Monday, January 10, 2011

Another Beginning to be Had


Finally, a curve in the road. I could finally see what lie ahead of me instead of staring into the back end of a maroon Toyota Scion. Brake lights on, brake lights off, brake lights on - sustained for about 7 seconds - brake lights off, brake lights flicker and blink momentarily - inch by inch we crawl forward.

The bend in the road allowed me to see the snaking traffic as it coiled and slithered its way around the lanes of the freeway as they divided off into various directions - casting cars off to where? Home? Evening jobs? The gym? Out with friends? To nowhere? Perhaps ust to more road to travel for many purposes, or no purpose at all.

In a sea of taillights reaching - stretching - further than I could see, I let myself zone out into the music that coursed through the interior of my car. It allowed for a dissociative kind of retreat from the back of the Scion and the countless red lights sometimes swelling in luminosity - brake lights off, brake lights on, etc. The ambient tones of the music and the rumbling pacing beat of the bass offered a much welcomed auditory massage. I hate rush hour traffic.

As I was rounding the bend where 35W winds its way down to 94W, I remember glancing over at the Minneapolis skyline. The steam that rose from various buildings created a low lying cloud of sorts that blocked out the bottoms of the skyscrapers. It was a floating city, hovering silently next to the noise, the buzz, the sloppiness, and the impatience of rush hour traffic. My music seemed a fitting soundtrack to this floating city. The juxtaposition both visually and emotionally was alarming and jolting, yet, in that moment, it fit. It made sense. The effect seemed natural and familiar. The mismatch was one that only a smack back into reality could demolish. Otherwise, I am fairly certain I would have lived the rest of my life thinking Minneapolis was a floating city and the traffic was the sea of red that churned and coursed below its surface.

I was on my way to meet a friend I hadnt seen in some time. I was late. Only finding relief in that brief moment I glanced over at the skyline, I was annoyed by the traffic, my dirty windshield from the road spray, and the slower-than-snail's-pace that we were crawling. As my eyes shifted from the buildings back to the road, my phone rang. I answered. What happened next would mark one of the hugest significant changes in my life.
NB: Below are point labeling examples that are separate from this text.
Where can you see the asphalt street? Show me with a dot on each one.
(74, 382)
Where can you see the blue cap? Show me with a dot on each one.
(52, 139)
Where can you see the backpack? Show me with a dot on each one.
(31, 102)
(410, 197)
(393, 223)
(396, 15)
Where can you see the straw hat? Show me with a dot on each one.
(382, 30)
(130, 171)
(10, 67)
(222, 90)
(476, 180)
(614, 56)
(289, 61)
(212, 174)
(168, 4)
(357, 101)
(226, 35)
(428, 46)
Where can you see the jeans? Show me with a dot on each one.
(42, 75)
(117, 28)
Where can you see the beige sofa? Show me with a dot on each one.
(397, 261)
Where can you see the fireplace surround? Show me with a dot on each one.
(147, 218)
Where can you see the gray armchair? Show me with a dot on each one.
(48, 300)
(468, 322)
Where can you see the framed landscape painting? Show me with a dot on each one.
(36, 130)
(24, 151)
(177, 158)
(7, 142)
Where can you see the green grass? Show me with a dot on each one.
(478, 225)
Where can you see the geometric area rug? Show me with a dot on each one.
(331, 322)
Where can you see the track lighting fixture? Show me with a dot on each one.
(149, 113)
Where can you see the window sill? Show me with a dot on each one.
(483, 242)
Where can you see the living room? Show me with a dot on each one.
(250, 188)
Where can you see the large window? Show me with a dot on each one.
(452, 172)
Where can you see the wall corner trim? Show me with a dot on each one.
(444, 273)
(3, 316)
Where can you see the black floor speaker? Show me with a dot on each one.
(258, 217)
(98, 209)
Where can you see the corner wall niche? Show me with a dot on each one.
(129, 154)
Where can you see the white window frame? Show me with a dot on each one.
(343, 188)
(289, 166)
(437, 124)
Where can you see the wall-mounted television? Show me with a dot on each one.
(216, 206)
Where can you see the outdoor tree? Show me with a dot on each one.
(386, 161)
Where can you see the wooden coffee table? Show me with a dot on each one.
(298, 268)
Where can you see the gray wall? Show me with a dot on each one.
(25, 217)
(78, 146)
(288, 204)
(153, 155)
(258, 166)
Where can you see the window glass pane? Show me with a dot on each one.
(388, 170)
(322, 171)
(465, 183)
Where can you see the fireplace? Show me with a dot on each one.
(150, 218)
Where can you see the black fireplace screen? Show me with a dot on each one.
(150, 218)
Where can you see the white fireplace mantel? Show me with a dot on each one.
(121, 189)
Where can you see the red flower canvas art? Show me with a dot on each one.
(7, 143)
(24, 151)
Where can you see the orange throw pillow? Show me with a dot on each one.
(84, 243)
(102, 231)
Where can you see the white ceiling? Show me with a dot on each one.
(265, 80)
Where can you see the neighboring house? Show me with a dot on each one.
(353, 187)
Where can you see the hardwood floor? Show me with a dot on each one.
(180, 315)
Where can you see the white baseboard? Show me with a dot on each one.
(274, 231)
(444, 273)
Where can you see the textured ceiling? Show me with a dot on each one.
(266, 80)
For the past several months I had been working extremely hard applying to PhD programs. This included taking the much dreaded GRE. In not a whole lot of time I dedicated my life it seems to writing personal statements, revising writing samples, filling out applications and dealing with frustrating technicalities, and gathering letters of recommendation. I shed more tears than I wanted to studying for the GRE. I wore out my brain and I wore out my body. I have been waiting for the last month to hear whether or not I would get into a program. I met with faculty in the departments I applied to. I still have more meetings yet to come. I researched and gathered as much information as possible. Most of all, I sent out as much positivity and hope to the Universe where I truly felt a door was open for me. If I was good enough, and this was really my time, I would be allowed to walk through.

Tonight around 6 o'clock, stuck in rush hour, and existing in a moment of surrealism, staring at the floating city wandering off into my music, and reality, watching in agonizing frustration the back of that Scion, I got a call. My primary application reviewer was on the other line. In all of the words he shared with me of my acceptance into the Family Social Science PhD program, all I remember are the following: "We all think you're terrific" and "We hope you will choose Family Social Science." There was something about February 19th, which I think is the welcome retreat and more about a letter I should be receiving in the near future.

My body was so overcome by excitement and joy. This acceptance means far more to me than just furthering my academic and professional pursuits. It signifies the beginnings of a new beginning. It's a prominent mark in my life journey and I honestly believe it is the Universe giving me an opportunity to begin - begin so many things. In those few minutes after the call, I traveled to the furthest quadrants of the world! I traveled back through almost 33 years of life and back again. The only thing keeping me in one piece was my seatbelt! If I didnt think I would cause the death of innocent drivers or even myself, I would have thrown on the emergency break, jumped out of my car, and sprinted through the lanes of traffic pounding on hoods, screaming, laughing, and crying. With my heart pounding, my body literally vibrating, my face numb, an ear to ear smile, and tears in my eyes, the phone calls rolled out.

2010 ended with a bang. 2011 has begun with an explosion! I still wait to hear from the School of Social Work about whether or not they will accept me into their PhD program. I should hear sometime in March. For the time being, I for sure know I have the option and opportunity to begin my studies in Family Social Science focusing on adoption research and the intersections of racial, ethnic, and cultural identities and GLBTQ identities. I am beyond excited to embark on this new adventure. Thank you to everyone who supported me and helped me in various ways. Thank you especially to those who had to put up with me during the process when I wasnt the most pleasant to be around. Your belief in me and encouragement has meant so much - much more than a thank you could ever convey. For now a thank you is what I have. Perhaps if I studied my GRE vocabulary more I would have a better selection of appreciative sentiments!